Which skills and knowledge should be included in an Internet Measurements training course? Let us know what you think!
I would suggest first basic statistics (I’m always surprised by the number of people who use the average when they should use the median).
Then (unless it is obvious and assumed by default) Internet behavior basics (such as the fact that issues are not random, problems gather together, etc).
Then the tools (Python, R, etc).
This is a great start! I wonder if you can maybe point me to a list of Internet behavior basics I can use as a reference? As a technical trainer I don’t work directly with networks, except in theory, so I need some guidance here.

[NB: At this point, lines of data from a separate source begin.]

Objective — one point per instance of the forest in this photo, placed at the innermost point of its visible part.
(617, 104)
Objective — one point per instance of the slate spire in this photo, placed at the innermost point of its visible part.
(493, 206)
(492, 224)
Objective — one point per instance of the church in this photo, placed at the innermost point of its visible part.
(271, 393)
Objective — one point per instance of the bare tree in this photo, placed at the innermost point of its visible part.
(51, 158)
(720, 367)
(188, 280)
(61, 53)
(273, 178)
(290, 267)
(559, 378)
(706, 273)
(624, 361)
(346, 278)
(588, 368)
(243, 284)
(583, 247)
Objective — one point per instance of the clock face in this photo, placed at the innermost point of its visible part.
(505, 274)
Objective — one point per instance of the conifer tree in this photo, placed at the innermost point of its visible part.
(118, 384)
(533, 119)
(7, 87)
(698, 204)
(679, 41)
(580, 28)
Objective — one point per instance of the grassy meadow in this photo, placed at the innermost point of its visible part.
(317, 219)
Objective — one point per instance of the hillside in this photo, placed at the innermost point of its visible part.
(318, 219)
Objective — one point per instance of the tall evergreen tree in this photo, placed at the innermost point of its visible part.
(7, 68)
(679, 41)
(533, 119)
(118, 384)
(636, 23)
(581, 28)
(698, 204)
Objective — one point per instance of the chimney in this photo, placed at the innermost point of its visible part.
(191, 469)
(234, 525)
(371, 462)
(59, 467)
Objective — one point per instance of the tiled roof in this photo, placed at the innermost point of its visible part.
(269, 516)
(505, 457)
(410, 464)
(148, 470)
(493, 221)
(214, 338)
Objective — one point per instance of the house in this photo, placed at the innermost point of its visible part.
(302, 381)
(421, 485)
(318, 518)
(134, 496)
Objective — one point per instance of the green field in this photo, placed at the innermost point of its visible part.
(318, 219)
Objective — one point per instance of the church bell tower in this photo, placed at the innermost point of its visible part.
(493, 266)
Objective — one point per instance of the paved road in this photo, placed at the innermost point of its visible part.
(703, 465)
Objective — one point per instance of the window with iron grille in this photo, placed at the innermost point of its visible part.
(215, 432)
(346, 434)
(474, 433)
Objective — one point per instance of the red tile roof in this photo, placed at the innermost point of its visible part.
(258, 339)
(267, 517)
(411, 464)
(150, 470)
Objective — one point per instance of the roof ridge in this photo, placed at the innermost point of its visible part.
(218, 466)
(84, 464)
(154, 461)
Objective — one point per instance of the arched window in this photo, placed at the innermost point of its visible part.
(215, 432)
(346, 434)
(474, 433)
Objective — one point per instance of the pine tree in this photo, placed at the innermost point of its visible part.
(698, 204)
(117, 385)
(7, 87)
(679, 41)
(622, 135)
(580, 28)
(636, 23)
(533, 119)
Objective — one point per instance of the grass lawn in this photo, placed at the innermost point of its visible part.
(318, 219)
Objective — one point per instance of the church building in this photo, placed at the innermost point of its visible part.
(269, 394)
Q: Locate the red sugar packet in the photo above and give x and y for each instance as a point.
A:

What do you think of focusing on using RIPE NCC tools (RIPEstat, RIPE Atlas) for the measurements?
I’d think concepts like bandwidth, delay and throughput should be explained in some detail.
Capacity, not bandwidth, which is an old concept from analog times. But yes, basic things such as the fact that a network path can be bounded in p/s or in b/s are important.

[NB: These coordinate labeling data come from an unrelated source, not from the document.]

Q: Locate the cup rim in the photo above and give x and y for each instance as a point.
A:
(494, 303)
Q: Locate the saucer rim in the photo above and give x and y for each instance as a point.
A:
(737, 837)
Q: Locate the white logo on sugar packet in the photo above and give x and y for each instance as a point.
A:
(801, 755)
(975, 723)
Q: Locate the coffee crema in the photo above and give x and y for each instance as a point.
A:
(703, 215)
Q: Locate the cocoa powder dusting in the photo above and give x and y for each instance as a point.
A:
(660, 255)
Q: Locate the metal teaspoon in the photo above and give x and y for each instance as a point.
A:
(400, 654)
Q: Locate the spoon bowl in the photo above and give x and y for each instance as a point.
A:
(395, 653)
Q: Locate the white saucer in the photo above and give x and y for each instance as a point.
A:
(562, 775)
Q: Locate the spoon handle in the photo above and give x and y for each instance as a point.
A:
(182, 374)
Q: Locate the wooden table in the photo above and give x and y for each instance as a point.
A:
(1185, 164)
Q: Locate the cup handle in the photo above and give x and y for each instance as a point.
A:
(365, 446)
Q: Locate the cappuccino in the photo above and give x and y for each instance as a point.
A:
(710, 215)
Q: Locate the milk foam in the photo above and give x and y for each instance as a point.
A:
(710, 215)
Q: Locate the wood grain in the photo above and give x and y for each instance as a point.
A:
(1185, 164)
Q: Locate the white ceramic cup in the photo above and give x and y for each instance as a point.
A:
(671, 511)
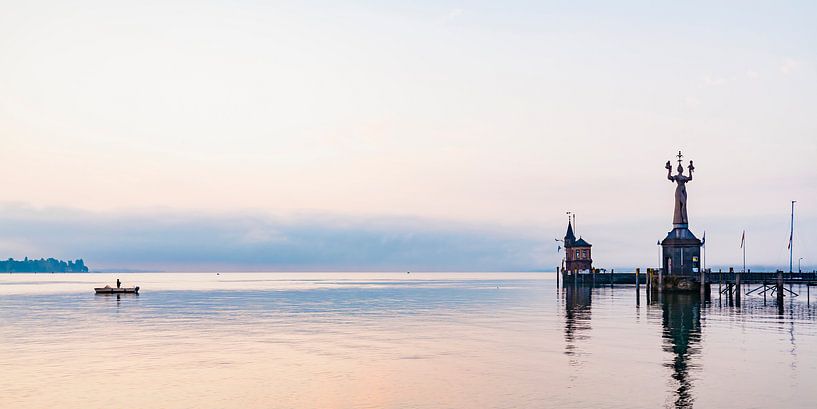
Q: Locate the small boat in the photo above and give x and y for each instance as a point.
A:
(117, 290)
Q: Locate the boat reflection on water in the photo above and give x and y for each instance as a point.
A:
(681, 322)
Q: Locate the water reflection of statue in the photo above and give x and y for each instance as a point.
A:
(680, 214)
(682, 334)
(577, 319)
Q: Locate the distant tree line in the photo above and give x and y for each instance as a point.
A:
(43, 265)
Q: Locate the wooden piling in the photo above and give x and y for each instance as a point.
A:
(779, 289)
(661, 277)
(737, 289)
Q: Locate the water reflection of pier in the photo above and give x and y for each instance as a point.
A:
(681, 322)
(577, 319)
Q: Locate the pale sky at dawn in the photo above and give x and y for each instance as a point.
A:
(387, 136)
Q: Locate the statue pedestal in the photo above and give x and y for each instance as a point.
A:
(681, 253)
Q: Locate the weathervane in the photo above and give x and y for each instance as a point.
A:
(680, 218)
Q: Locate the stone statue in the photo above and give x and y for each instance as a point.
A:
(679, 217)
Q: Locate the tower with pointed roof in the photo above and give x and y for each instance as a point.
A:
(578, 255)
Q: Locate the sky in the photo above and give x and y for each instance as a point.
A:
(244, 135)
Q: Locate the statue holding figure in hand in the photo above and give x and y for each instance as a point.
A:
(680, 218)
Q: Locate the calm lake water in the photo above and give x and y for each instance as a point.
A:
(388, 340)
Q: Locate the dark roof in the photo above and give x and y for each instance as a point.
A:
(570, 238)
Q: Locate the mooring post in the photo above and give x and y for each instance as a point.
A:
(779, 289)
(661, 277)
(737, 289)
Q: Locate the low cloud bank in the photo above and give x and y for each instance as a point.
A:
(169, 240)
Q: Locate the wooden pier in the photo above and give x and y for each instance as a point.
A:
(720, 277)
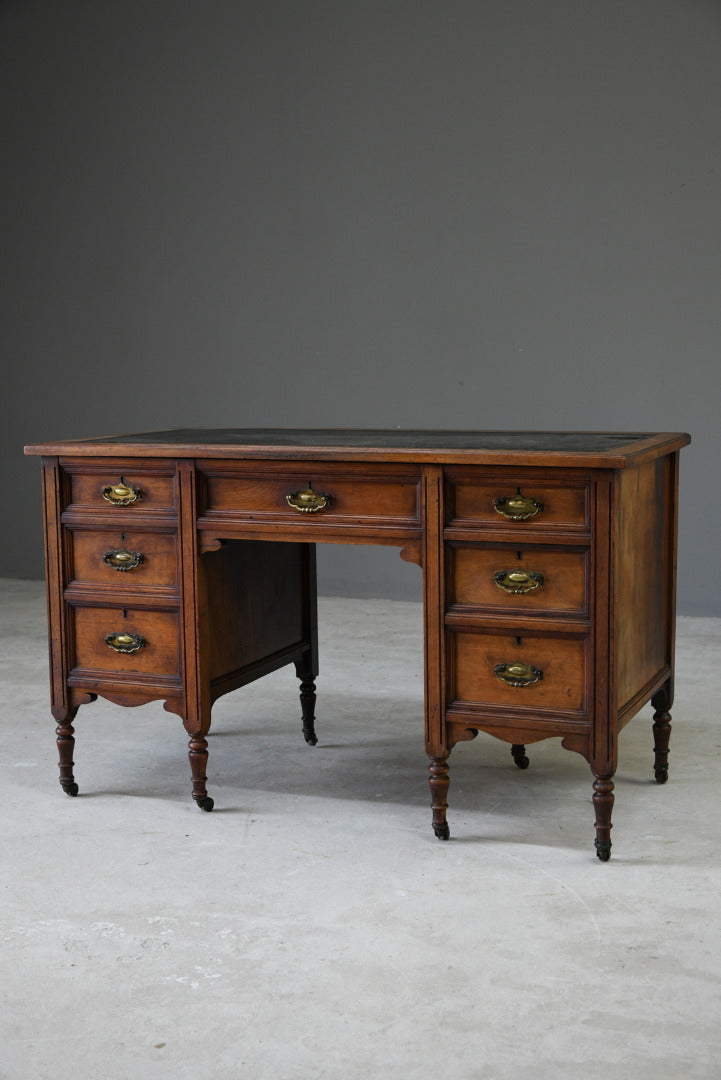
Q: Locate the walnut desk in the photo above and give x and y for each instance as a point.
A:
(181, 565)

Well, the RIPE-NCC tools are fine for a start but I think that users will soon need more, requiring some programming.
I think that the concepts of “ethics in measurements” should be included; see my previous work on that: Ethics in Network Measurements | RIPE Labs & more links here: (e.g. #27, Human Right Considerations) Ethics of Internet Measurements – Example of RIPE Atlas - JCSA 18 — RIPE Network Coordination Centre
& one of the sources : OII | Ethics in Networked Systems Research: ACM SigComm Workshop Report
Even further, I’d like it if we also mention Data Justice - because Internet Measurements are about collecting data, and then using / visualising it to make decisions… Data Feminism: From Data Ethics to Data Justice | RIPE Labs
Data science has been used to expose injustice, improve health outcomes, and topple governments. But it has also been used to discriminate, police, and surveil. This potential for good, on the one hand, and harm, on the other, makes it essential to ask: Data science by whom? Data science for whom? Data science with whose interests in mind?
Data Feminism offers strategies for data scientists seeking to learn how feminism can help them work toward justice."

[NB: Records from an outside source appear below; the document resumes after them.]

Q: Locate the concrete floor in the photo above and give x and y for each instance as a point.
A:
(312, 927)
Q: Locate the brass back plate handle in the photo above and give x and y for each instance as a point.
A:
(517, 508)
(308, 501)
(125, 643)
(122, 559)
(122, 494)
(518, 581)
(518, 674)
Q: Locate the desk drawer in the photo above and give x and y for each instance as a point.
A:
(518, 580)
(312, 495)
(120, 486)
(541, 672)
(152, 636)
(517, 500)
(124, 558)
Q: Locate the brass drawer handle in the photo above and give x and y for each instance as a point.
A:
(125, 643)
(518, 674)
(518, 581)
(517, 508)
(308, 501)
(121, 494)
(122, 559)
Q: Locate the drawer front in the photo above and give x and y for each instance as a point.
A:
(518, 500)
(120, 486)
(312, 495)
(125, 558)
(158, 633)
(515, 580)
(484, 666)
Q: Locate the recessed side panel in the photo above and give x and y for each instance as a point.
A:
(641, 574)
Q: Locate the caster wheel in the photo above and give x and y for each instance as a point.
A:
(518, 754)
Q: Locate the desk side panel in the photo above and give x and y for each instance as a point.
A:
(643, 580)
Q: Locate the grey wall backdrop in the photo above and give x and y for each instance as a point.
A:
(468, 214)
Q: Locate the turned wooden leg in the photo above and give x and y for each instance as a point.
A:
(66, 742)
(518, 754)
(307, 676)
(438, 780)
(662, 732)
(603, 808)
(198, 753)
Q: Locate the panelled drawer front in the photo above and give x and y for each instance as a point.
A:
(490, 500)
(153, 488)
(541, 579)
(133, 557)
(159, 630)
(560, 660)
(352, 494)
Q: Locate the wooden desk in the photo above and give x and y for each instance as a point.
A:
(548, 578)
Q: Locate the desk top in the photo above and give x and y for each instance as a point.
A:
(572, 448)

From Data Feminism, by Catherine D’Ignazio and Lauren F. Klein
That’s a possibility, though we cannot dedicate too much time to teaching a programming or scripting language. Maybe some guidance and practical examples could be enough? Learners can then develop their programming/scripting skills on their own.
I agree! We will see how we can include this as part of the learning goals.
So maybe starting the training course with general definitions? This way the learners can all be brought up to the same level of understanding of these concepts.
Excellent initiative, I think there should be a theoretical part and a more hands-on part:
Theoretical:
- Internet protocols (looking at the different layers) and provide a general understanding of what can be measured for different
- Statistical analysis
- RIPE Atlas, RIPE RIS, RIPE Stat and other toolsets
- Other available systems (CAIDA Ark, routeviews, etc)
Hands-on part:
- Practical measurement exercises with RIPE Atlas
- Data collection and analysis using RIPE Atlas API/toolsets
- Statistical analysis and data visualization using python
- Storytelling from measurement data
You can have a look at this:
Thank you, Amreesh! This is really helpful input. Our idea is to make the course a “learn by doing” experience. There will be a mix of theory and hands-on activities designed to meet the learning goals of the training course.
Does anybody have a suggestion of what the pre-requisites to attend this training course should be? Who would be the main target audience for such a training course?